Ministro do Supremo suspendeu convênio que permitia cada Estado cobrar um valor diferente de ICMS para combustíveis

O Conselho Nacional de Política Fazendária (Confaz) revogou nesta quarta-feira (22.06) o Convênio 16/2022 que fixou alíquota única de R$ 1,006 por litro do diesel e permitia a cada Estado cobrar um valor diferente de Imposto Sobre Circulação de Mercadorias e Serviços (ICMS).  

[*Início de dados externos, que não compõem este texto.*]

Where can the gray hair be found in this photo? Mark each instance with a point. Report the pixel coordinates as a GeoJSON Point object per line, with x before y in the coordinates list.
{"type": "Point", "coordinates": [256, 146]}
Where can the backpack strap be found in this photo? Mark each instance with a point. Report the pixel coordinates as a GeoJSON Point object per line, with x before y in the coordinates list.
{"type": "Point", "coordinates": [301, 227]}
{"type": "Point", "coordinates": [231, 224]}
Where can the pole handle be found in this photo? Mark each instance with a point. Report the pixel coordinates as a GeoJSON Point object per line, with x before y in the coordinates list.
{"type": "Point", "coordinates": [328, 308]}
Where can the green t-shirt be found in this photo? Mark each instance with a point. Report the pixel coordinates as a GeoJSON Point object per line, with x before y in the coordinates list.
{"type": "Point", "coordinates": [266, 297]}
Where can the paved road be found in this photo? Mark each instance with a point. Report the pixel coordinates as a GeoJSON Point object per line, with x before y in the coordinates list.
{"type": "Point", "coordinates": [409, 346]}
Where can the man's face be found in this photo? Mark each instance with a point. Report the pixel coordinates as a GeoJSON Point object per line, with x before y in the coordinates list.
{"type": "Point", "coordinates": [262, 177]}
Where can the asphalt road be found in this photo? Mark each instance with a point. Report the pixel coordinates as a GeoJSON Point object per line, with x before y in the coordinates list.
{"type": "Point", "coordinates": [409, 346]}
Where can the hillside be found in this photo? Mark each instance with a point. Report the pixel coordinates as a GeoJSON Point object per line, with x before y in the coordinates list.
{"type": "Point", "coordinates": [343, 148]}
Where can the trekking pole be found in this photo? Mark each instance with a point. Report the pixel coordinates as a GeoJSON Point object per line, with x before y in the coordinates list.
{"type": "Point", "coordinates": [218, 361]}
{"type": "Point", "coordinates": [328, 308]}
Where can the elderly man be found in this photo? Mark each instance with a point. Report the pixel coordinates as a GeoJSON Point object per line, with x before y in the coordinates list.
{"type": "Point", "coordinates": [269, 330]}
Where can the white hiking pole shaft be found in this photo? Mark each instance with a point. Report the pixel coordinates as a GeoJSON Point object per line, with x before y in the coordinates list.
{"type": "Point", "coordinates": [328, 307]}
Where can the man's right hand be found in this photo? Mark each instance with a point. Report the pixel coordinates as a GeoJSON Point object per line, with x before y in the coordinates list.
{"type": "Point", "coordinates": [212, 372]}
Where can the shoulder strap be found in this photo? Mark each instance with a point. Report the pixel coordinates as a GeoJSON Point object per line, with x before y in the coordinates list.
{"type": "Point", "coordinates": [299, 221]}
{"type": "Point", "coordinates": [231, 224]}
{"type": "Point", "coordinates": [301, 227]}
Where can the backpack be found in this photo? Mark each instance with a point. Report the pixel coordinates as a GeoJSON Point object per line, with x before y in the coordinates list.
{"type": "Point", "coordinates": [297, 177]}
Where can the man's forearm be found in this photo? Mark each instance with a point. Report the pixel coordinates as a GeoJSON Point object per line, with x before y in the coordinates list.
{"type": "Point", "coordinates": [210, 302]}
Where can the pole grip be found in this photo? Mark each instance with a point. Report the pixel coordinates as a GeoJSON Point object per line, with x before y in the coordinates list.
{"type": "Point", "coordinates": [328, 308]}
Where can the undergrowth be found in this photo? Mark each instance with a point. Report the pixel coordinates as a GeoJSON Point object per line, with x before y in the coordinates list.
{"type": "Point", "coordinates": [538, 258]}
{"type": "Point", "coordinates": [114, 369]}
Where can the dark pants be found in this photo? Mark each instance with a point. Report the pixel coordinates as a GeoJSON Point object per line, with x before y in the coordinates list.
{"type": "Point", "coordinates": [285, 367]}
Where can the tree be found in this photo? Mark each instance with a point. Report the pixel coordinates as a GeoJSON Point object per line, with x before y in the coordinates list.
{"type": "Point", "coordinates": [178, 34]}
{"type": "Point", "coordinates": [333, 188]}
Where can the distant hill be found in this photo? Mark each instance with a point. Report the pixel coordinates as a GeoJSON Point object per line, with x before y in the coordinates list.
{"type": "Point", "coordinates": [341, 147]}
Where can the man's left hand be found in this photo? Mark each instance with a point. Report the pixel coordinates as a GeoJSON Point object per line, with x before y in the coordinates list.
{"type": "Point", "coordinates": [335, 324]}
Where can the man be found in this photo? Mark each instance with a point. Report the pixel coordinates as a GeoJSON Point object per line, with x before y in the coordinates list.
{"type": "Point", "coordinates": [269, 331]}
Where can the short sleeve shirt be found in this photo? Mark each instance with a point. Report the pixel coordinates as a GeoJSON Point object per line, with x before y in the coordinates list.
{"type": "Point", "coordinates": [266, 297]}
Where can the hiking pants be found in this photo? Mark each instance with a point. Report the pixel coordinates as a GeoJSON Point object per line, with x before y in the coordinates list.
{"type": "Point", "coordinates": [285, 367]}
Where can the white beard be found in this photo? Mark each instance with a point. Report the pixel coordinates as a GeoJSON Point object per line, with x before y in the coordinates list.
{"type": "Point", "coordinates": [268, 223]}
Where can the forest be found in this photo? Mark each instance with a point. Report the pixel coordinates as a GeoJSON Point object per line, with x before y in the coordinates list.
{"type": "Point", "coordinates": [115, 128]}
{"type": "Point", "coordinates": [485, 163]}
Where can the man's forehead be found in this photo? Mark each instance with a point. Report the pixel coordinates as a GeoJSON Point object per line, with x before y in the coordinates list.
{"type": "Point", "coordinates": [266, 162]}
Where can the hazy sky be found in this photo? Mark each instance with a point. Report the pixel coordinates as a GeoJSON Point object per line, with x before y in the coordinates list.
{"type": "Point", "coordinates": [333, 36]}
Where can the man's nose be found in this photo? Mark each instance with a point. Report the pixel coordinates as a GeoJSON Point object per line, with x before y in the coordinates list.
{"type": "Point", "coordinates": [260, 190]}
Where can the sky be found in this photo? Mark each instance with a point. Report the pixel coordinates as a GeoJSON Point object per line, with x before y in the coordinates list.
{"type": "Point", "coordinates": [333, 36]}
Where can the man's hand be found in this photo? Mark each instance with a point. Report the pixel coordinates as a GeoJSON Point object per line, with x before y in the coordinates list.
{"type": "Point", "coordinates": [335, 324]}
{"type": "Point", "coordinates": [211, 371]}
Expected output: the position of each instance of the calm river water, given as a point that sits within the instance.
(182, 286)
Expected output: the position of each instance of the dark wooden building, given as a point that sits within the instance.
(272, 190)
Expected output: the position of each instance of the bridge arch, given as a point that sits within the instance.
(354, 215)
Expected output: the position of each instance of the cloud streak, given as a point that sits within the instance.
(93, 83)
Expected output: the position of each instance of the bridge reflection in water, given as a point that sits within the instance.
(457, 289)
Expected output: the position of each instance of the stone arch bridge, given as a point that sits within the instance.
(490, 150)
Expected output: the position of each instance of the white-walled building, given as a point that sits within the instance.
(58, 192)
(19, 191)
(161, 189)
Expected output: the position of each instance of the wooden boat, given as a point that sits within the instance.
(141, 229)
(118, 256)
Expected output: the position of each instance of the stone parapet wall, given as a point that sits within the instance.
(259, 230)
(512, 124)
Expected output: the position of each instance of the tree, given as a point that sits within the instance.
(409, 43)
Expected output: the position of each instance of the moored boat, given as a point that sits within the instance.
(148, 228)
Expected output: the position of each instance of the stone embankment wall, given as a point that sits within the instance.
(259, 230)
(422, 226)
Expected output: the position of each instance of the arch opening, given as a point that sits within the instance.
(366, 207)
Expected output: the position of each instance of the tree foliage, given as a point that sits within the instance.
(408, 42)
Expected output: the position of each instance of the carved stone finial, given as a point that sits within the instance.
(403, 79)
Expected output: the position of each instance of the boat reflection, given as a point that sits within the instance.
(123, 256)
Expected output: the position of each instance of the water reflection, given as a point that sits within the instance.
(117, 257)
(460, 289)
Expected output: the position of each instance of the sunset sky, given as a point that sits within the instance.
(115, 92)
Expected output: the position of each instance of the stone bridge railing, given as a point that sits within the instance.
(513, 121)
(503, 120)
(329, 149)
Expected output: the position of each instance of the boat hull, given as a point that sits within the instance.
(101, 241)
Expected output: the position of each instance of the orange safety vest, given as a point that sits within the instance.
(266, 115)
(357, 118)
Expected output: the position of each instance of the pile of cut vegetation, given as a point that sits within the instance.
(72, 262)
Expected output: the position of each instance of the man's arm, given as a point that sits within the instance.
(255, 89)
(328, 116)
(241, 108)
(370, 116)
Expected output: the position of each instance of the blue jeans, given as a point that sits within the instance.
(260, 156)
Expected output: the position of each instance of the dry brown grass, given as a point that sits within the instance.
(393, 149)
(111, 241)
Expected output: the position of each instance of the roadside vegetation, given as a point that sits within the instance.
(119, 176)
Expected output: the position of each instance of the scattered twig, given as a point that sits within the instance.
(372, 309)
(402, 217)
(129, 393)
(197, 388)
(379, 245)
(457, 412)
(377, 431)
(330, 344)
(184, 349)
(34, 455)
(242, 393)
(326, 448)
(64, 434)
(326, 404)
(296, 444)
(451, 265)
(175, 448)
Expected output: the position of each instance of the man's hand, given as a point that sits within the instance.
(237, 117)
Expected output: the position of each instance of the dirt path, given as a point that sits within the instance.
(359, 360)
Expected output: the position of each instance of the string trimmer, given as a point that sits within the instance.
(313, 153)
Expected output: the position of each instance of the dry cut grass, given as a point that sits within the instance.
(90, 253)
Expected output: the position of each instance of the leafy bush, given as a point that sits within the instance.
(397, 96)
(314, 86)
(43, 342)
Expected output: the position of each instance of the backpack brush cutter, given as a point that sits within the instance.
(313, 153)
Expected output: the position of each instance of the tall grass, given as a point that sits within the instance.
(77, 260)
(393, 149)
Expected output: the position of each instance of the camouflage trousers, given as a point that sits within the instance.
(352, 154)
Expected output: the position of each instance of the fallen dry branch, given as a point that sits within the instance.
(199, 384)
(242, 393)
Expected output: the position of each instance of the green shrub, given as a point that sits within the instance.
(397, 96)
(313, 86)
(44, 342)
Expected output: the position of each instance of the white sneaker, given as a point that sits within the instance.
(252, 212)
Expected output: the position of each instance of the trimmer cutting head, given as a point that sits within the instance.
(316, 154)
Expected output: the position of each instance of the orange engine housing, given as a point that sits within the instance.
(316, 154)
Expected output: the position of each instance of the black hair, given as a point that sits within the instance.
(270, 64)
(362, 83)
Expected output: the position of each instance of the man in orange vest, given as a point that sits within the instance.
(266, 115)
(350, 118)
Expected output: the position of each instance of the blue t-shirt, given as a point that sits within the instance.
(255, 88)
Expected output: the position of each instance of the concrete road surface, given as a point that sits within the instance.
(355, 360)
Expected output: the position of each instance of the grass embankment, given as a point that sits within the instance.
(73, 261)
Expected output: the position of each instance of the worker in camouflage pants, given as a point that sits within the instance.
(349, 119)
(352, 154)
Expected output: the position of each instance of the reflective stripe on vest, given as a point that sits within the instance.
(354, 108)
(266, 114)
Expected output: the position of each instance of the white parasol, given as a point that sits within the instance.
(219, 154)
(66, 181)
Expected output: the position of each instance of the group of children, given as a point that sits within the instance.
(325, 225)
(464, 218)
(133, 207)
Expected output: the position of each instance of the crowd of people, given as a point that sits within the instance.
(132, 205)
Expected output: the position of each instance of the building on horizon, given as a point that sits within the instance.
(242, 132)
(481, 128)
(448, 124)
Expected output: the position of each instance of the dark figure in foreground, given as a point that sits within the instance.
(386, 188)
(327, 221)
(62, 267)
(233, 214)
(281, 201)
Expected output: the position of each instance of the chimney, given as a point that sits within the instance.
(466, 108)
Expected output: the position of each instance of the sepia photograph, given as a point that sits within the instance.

“Revoga o Convênio ICMS nº 16/22, que disciplina a incidência única do Imposto sobre Operações Relativas à Circulação de Mercadorias e sobre Prestações de Serviços de Transporte Interestadual e Intermunicipal e de Comunicação (ICMS) sobre óleo diesel e define as alíquotas aplicáveis, nos termos da Lei Complementar nº 192, de 11 de março de 2022, e autoriza as unidades federadas a utilizar instrumentos de equalização tributária e dá outras providências”, diz trecho da decisão do Confaz.  

A medida foi adotada em cumprimento a decisão do ministro do Supremo Tribunal Federal (STF), André Mendonça proferida na última sexta-feira (17.06). O magistrado deferiu a ação movida pela Advocacia Geral da União (AGU) no qual questionou as alíquotas diferentes do ICMS sobre o diesel.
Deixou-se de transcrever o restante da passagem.